I can understand some of the practical constraints of the industry. I'm not sure if you've had Steve Moore, or Lynn Felhoffer (two of the project managers for the Connectathon who write/validate the test cases) at any of your TC meetings, but you might want to run some of your thoughts past them.

Leaving out device presentation is reasonable and typical in IHE profiles since it does not affect interoperability. Leaving the protocol unconstrained on the other hand, does raise significant interoperability issues which is the raison d'etre of IHE. There are ways to allow flexibility, such as making a list of accepted protocols and requiring the hub to support ALL protocols and the leaf nodes to have the option of choosing one or more. The evaluation is how much effort does that add to the hub and what does each protocol gain. In some cases an extra protocol handles a necessary capability that no other protocol can, in others it pulls in a whole body of leaf nodes that would not otherwise play.

Unfortunately, our PCD ACM effort has a small window of opportunity in which to get the supplement created and distributed for review and signoff and into the Connectathon this year thus our initial focus is on PCD systems as the only Alarm Reporter (AR) actors.

The annual cycle is definitely a challenge. If you can set it up so that the requirements on Alarm Manager will not change with the added use cases, you can potentially add other Reporters later without invalidating existing implementations. Of course that means working through the other use cases. Probably a good profile to leave in Trial Implementation for a couple years to leave your options open for changing requirements.

The ACM is meant to receive and dispatch event notifications in an expedited manner. It is not meant to be a means of directly providing highly detailed information or documents for the events it conveys, although including active references to such information on other systems has potential. The ACM is not meant to provide access to or to display patient medical imagery. It is not meant to replace profiles for detailed information or historical access to EMR, HIS, PACS, or LIS systems.
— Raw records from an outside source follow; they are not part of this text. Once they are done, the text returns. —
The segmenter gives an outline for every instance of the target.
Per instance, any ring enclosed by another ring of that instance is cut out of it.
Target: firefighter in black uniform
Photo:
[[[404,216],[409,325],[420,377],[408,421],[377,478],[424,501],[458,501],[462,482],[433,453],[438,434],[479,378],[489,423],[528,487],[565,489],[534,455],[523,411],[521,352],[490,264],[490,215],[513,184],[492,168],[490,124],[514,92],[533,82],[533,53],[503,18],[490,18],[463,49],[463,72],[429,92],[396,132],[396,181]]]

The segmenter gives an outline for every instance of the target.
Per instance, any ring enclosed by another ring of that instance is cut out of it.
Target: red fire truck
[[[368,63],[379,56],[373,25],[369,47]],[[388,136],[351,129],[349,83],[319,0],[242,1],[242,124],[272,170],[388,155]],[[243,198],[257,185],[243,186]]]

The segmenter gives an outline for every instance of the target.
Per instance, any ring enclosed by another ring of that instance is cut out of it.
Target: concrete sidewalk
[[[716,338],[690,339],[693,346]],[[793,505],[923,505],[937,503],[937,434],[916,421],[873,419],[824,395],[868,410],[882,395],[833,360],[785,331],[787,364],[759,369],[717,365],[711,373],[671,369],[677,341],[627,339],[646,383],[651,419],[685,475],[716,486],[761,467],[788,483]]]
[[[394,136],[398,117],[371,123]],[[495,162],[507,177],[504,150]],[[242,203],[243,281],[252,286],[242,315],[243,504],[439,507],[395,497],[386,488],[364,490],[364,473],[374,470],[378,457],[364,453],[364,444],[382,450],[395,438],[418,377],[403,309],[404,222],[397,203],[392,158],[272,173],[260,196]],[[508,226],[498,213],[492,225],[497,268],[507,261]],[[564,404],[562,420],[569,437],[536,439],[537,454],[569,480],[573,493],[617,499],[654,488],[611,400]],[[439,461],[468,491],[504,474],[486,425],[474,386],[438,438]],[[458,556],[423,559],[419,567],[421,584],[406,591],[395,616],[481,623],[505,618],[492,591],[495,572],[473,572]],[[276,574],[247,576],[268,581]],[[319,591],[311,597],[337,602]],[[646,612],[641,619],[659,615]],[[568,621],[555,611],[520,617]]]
Agreed. That was our conclusion too. The alert notifies the recipient of the existence and nature of a critical result. In this case, perhaps a radiology report with a critical finding. A one line summary of the finding might be carried by ACM, and perhaps a reference, but accessing/ viewing the report is outside the scope. The interesting bit will be how to dove-tail the two so that a "receipt" for the viewing can be logged. Our thoughts had been that we might be able to leverage ATNA (although when we discussed it with some people in the ITI domain they pointed out that this would need to be reviewed since ATNA was designed for tracking privacy details and might not be completely appropriate). I invite you or any member of the RAD, LAB, IT, or any other interested domain to audit our efforts or to request addition to the distribution. I've cc'd Paul Nagy who was the original proponent of the Radiology Use Case. We'd be very happy if you could include the Radiology Use Case in your documented list of use cases. If there are details you think are missing or a detail you are not sure if you have addressed, I'm sure we can fill in the details.

I'm not sure if ACM was ever brought up at the Domain Coordination Cmte. I apologize if I missed it. That would have been the best time to try and get Paul or others involved.

Til later,

 Kevin

We expect this week to be adding tables for the HL7 messages (strong focus on ORU^R01) and alarm parameter enumerations (for specifying alarm profile specific things like alarm priority).